イェーツもNRLに照準を当てている。が、一級の審判になる最大のチャンスは、線審として働けるようになることだとみている。
疑問の目で見られている27才の彼女らは、最高の試合に女性が主審を務める心構えは出来ている。
「私には、なんとしても主審を務めてみたい。しかし、現実的には、女性にそういう場面がえ与えられそうにはない。今年は、プレミアリーグで審判をすることに集中しており、2、3のゲームで主審をしたが、うまくいけば、NRLの線審ができるかどうかだ」、と、イェーツが言った。
「プレミアリーグでは、明らかに、私たちに言い返してくるNRLの選手もいる、でも、概して彼らは線審である私には全く満足しているようだ。それは;私が女性なので、劇的なドラマもないし。メディアに問題があるとも思わない。彼らは多分われわれの味方でしょう。しかし、われわれには常に批判者がいるようだ」
時折「とんま」がいてベリーに難癖をつけたりするが、ベリーは、「選手達は、男性の線審によりも、女性の線審に対して一般的に当たりが柔らかい」と、言う。
「私の地元では、『今日は女性の審判がいる。言葉には気を付けろ。口答えはするな』と、キャプテンがゲームの前に言い渡していると、耳にしたことがある。
明らかに、男性であることを武器として使って、私たちをこてんぱんにやっつけにくるとんまもいないわけではありません。でもそんなのかまわないです」と、彼女が言った。
ベリーとイェーツの登用はNRLにとって時宜を得た勢いだ。そして、それは新人を審判に惹きつける大いなる要素になっている。
著名レフリーはフルタイムで雇用され、年間収入100,000ドル以上を稼ぐ。彼女らもその後に続く時代が来るのか。
日本では、『源氏物語』が最近、読み直されている。千年の時を経て、なぜまた広く読まれているのか。『源氏物語』を読むことによって、表舞台での女性の活躍をたくしているのではないか。
母親が家族の長であり、社会の指導者であった時代が再び訪れる、一つの大きな兆候ではないか(作家・丸谷才一氏さん。「文学界」1月号)。
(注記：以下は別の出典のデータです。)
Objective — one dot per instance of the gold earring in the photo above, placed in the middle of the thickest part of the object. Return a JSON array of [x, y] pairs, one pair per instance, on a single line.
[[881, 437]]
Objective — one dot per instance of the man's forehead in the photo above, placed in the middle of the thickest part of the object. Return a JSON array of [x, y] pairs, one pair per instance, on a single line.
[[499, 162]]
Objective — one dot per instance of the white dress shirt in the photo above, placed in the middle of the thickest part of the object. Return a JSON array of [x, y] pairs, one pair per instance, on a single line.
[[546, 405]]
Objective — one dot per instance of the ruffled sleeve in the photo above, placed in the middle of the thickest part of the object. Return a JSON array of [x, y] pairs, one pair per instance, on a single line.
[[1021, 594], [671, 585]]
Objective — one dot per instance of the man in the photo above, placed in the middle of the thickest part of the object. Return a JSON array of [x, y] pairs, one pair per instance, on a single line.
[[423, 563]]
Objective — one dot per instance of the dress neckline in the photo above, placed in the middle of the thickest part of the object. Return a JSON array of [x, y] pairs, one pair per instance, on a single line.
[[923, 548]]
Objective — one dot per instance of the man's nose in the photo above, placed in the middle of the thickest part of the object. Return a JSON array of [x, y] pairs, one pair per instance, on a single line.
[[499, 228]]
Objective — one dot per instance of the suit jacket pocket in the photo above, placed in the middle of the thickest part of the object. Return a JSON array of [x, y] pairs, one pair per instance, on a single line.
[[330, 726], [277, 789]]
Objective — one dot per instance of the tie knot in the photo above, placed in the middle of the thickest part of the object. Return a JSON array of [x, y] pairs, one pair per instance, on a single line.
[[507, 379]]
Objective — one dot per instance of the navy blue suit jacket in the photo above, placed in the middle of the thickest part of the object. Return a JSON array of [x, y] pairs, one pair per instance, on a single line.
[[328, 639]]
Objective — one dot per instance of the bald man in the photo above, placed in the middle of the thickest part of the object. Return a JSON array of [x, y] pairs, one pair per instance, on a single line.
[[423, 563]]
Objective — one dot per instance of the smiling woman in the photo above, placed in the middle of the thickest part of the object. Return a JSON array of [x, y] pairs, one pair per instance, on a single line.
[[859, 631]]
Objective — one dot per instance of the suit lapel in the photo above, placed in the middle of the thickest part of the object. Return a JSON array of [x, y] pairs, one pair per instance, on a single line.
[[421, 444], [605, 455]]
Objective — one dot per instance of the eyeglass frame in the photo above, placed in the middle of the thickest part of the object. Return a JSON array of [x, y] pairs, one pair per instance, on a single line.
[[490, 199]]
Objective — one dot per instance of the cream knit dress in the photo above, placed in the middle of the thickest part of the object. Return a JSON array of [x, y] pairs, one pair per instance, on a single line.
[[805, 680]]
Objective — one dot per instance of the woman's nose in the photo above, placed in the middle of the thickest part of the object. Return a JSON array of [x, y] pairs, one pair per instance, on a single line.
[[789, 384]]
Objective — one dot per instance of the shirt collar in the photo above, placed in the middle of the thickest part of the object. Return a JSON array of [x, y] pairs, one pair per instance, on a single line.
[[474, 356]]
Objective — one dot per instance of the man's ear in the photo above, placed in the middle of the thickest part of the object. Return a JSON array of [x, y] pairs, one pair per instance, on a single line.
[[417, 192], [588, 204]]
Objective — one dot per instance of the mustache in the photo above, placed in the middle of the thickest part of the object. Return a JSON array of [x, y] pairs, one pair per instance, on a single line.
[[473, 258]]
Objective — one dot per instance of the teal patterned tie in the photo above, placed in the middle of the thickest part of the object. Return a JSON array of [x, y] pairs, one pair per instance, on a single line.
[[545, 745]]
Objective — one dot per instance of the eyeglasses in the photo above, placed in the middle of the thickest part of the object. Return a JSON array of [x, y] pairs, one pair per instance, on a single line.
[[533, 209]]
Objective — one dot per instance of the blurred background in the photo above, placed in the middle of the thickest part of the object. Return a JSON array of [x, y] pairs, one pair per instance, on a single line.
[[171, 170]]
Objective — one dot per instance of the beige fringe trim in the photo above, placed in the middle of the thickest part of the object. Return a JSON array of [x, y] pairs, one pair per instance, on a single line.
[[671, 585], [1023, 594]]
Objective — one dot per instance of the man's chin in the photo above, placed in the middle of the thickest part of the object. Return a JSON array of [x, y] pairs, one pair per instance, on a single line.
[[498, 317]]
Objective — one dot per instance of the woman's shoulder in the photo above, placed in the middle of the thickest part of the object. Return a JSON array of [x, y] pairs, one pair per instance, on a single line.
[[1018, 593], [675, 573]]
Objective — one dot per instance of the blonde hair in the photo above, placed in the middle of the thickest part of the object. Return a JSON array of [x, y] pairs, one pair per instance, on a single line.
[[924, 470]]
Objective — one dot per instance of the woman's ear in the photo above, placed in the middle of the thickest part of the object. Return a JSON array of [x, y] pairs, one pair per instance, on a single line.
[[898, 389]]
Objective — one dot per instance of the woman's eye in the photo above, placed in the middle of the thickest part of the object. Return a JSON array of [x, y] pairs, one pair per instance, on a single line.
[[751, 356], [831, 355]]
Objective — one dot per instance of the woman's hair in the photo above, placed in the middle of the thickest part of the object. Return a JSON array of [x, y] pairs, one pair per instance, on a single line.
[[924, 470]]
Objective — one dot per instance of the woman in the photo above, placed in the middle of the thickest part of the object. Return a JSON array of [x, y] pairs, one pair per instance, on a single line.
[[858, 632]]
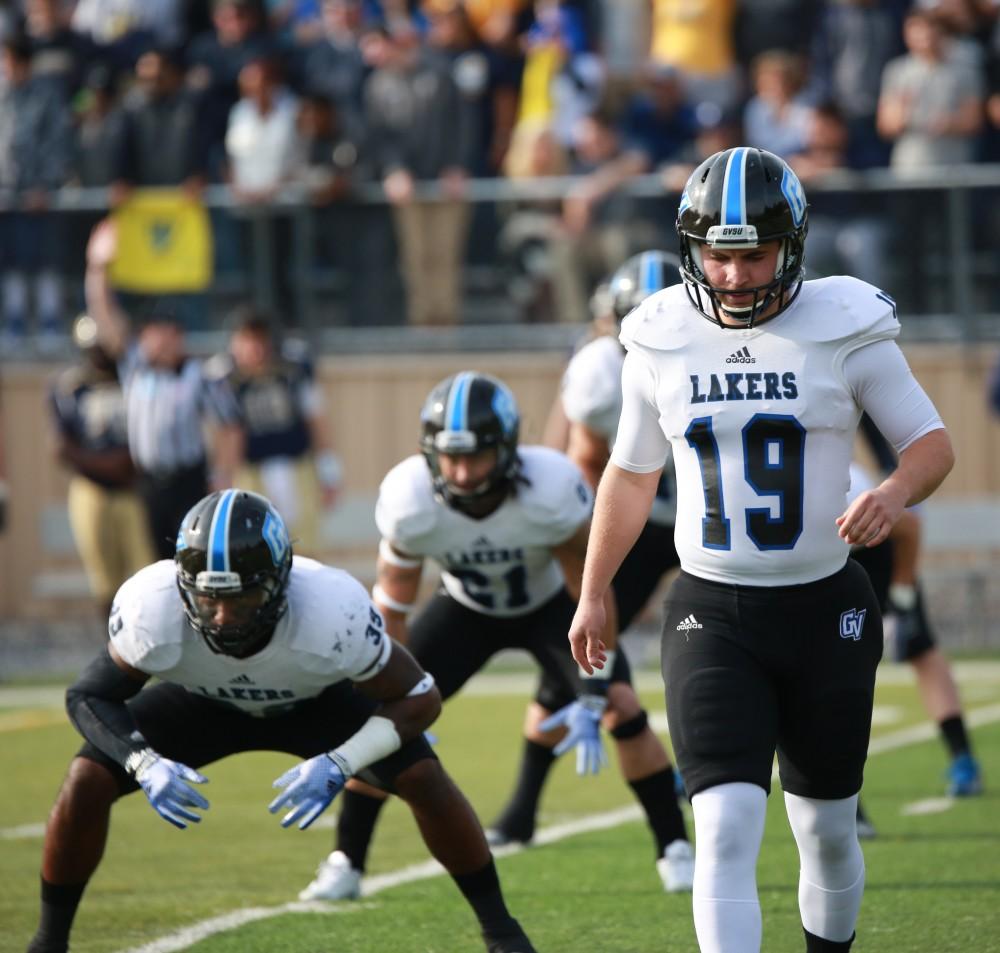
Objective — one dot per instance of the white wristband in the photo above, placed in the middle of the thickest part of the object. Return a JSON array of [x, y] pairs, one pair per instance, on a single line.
[[387, 553], [384, 599], [376, 739], [602, 674], [329, 469]]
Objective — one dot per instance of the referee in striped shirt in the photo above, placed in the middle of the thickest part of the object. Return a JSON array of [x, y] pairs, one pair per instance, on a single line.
[[168, 402]]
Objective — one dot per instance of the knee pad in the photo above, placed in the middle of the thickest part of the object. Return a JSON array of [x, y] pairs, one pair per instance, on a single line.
[[629, 729]]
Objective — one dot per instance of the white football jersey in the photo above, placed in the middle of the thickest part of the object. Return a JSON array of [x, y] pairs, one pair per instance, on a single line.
[[330, 632], [501, 565], [592, 396], [762, 423]]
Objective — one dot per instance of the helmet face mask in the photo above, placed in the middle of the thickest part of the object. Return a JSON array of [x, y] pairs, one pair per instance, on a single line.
[[743, 199], [464, 415], [639, 277], [233, 560]]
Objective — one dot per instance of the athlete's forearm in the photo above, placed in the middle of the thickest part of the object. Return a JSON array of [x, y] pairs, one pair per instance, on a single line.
[[922, 468], [624, 500]]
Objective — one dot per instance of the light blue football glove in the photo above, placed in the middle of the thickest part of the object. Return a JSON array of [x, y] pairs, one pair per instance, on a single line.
[[309, 788], [165, 784], [582, 718]]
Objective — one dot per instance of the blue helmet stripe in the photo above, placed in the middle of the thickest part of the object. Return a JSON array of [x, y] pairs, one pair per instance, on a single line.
[[218, 549], [734, 194], [650, 279], [457, 413]]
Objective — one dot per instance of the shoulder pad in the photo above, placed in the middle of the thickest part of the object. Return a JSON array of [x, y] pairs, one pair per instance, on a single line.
[[147, 622], [406, 509], [556, 492], [661, 322], [840, 308]]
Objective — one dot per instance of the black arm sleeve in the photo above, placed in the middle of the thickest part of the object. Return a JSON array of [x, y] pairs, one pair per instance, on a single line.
[[95, 703]]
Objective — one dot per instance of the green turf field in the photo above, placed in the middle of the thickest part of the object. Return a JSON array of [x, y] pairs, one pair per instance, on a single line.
[[933, 878]]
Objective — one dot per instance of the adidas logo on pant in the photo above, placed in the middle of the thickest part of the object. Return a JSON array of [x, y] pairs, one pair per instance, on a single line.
[[742, 356], [689, 623]]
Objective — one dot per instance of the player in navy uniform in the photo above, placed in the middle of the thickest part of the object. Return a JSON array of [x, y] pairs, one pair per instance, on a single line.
[[287, 451], [771, 635], [508, 527], [254, 650], [590, 400]]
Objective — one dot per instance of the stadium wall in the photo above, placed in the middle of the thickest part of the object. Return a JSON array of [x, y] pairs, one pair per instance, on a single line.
[[373, 406]]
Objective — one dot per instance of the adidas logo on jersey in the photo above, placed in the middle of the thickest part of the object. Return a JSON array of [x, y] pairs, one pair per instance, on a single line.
[[742, 356], [689, 623]]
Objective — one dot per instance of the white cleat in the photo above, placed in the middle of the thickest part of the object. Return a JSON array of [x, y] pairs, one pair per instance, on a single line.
[[676, 867], [335, 879]]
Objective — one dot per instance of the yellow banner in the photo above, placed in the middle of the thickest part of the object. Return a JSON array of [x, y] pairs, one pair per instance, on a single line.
[[164, 243]]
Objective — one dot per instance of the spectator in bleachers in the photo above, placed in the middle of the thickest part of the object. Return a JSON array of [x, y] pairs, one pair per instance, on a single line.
[[657, 124], [778, 115], [414, 117], [848, 233], [261, 136], [931, 105], [765, 25], [853, 43], [333, 65], [485, 93], [169, 401], [529, 227], [35, 154], [697, 39], [124, 29], [59, 54], [600, 227], [163, 139], [106, 515], [287, 451], [562, 81], [215, 58]]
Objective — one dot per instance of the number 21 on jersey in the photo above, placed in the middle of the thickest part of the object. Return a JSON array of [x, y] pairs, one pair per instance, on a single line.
[[773, 466]]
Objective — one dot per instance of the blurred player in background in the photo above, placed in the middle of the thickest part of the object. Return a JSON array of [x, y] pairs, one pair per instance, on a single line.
[[168, 402], [756, 380], [287, 452], [893, 568], [106, 515], [254, 650], [507, 525], [590, 399]]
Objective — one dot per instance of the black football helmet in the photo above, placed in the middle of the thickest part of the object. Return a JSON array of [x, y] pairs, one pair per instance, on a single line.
[[742, 198], [639, 277], [233, 545], [466, 413]]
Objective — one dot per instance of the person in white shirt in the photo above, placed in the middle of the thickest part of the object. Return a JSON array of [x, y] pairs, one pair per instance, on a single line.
[[771, 636], [253, 650]]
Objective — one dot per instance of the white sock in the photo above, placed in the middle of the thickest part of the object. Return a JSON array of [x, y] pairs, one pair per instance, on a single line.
[[729, 825], [832, 867]]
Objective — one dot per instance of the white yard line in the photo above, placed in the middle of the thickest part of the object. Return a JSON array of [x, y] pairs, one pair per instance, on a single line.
[[188, 936]]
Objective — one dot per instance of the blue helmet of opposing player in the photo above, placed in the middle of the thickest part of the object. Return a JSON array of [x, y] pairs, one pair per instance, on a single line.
[[233, 558], [639, 277], [743, 198], [464, 414]]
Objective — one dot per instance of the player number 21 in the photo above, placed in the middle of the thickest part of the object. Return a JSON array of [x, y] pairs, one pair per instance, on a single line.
[[773, 465]]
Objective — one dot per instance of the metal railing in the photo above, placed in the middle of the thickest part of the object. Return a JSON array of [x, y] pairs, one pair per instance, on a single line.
[[947, 263]]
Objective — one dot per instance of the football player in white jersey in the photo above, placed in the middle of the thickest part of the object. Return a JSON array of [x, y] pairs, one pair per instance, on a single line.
[[771, 635], [508, 527], [590, 400], [254, 650]]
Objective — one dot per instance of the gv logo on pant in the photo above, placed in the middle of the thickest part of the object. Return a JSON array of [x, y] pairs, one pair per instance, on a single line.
[[851, 623]]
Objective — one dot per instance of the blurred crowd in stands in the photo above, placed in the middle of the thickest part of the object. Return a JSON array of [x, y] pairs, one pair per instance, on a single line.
[[327, 95]]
「国文学者を除けば源氏は昭和に至るまで蔑視され無視されてきた。皇子(みこ)が天子の后と恋仲になって子をなし、その子が帝(みかど)になる筋がけしからん、という非文学的な理由によって。明治最高の目利きである鴎外と漱石も源氏に冷淡だった」と、丸谷さんは痛烈だ。
力があっても主審を任せられないのは、彼女らの問題ではなく、男性社会の問題だろう。